Many houses have been lifted to protect them from flood surges. Such is the price that is paid to live here. Elevated homes look strange, out of place and have lost their charm. Owners value location more than architecture.
Every drainage grate had a white fish painted next to it to try to protect bay water. This is odd to because I keep getting mixed messages. There are many huge pickup trucks that look big enough to carry entire pallets of sheet rock. With another climate conference taking place, I fail to see the concern for our water but for air…not so much.
Back home, I clipped the milkweed stalks to make mats and saved lots of pods to salvage seeds and plant milkweed plants to encourage monarch butterflies.
Toms Stock November 14, 2017
Light wind isn’t the phrase I’d use to describe weather this morning. There was no wind at all. This was an unusual weather lull. The weather was stationary, between fronts, clear sky with full sunshine. Balmy.
It was strangely quiet. The village had yet to wake. Those who had worked 6 days were sleeping in. after the past few days of wind chill and rain and gray, I had to get out. I had a sad feeling to deal with. I was carrying something heavy. Perhaps a walk could lighten the load.
I didn’t plan a destination until I started my walk. I’d go to the Great South Bay and just stand there and look. I’d never seen it so quiet. A few passing cars, a jogger, and a barking dog, Sampawams Creek was sheet smooth with not a ripple. Flags were limp and none of the boats moved.
I quickened my pace, rolling ankles and pushing with toes to get extra inches in each step. I was rolling along with powerful legs and acute awareness. I passed a man cleaning his gutters. The sound of aluminum ladder against aluminum gutter was sharp and clear. With the lack of background noise, even the sweeping sounds by a man cleaning sand from the curb caught my attention.
I kept thinking about Ted, a close friend and his situation. I love him like no other man. When we laugh together, it is pure joy. I especially admire his one pointed attention.
I finally reached the bay and stopped to rest and look. There was some wind, but not much. The wind was just enough to create a soft tumble of water on the pebbly beach.

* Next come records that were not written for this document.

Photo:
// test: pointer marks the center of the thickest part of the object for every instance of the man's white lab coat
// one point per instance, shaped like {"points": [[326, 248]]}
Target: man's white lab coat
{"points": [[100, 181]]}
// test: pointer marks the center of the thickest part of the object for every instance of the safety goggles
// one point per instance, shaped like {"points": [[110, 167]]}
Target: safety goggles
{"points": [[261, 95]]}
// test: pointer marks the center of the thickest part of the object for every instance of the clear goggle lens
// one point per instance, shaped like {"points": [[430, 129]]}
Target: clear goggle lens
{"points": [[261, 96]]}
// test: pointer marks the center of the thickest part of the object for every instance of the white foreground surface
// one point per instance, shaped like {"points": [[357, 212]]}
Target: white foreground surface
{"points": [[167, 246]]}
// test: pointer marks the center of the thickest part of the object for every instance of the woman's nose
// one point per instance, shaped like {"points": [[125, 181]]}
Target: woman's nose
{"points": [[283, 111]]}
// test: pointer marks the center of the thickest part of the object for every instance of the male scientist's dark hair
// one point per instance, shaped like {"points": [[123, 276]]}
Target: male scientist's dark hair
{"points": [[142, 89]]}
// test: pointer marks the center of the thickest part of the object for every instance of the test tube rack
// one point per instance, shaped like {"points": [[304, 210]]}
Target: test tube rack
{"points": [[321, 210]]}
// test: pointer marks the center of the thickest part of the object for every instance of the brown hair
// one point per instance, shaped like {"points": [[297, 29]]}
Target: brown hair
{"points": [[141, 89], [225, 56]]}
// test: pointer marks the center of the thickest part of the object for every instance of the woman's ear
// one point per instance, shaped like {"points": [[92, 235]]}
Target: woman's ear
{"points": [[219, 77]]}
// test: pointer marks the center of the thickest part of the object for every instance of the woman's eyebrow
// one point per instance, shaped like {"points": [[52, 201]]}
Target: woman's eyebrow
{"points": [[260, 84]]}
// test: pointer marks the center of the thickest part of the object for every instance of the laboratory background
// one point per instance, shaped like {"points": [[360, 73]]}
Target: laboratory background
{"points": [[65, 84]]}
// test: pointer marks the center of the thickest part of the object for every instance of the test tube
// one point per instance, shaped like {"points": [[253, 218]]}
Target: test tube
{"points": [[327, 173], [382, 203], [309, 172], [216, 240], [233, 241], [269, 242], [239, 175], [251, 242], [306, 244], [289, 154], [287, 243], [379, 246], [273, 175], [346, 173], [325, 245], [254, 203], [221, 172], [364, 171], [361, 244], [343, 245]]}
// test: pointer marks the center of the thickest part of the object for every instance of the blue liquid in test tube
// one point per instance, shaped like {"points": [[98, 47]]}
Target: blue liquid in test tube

I could see across to Oak Island, the two bridges, the lighthouse, and the water tower. Off in the distance, a single power boat with an outboard that broke the silence. I stood still a while absorbing all this beauty, all this stillness, all this quiet. Ted kept popping up.
I started back, quickly finding the rhythm I created outbound. The village was waking up: the laughter of two children at the playground; two neighbors in conversation in a driveway. I began to feel the heavy load I carried lifting. I felt my grief softening.
I’ve only experienced a few other days like this. It’s like the weather has taken the day off. I knew this from the beginning of the walk. I knew I had to savor this to the max.
I knew that Ted would survive even with such drastic surgery. Doctors feared that the cancer in his arm would spread. Amputate. This word is like an earthquake to my mind and heart. My friend has lost his arm. I am carrying his pain and somehow I know, that he will be fine.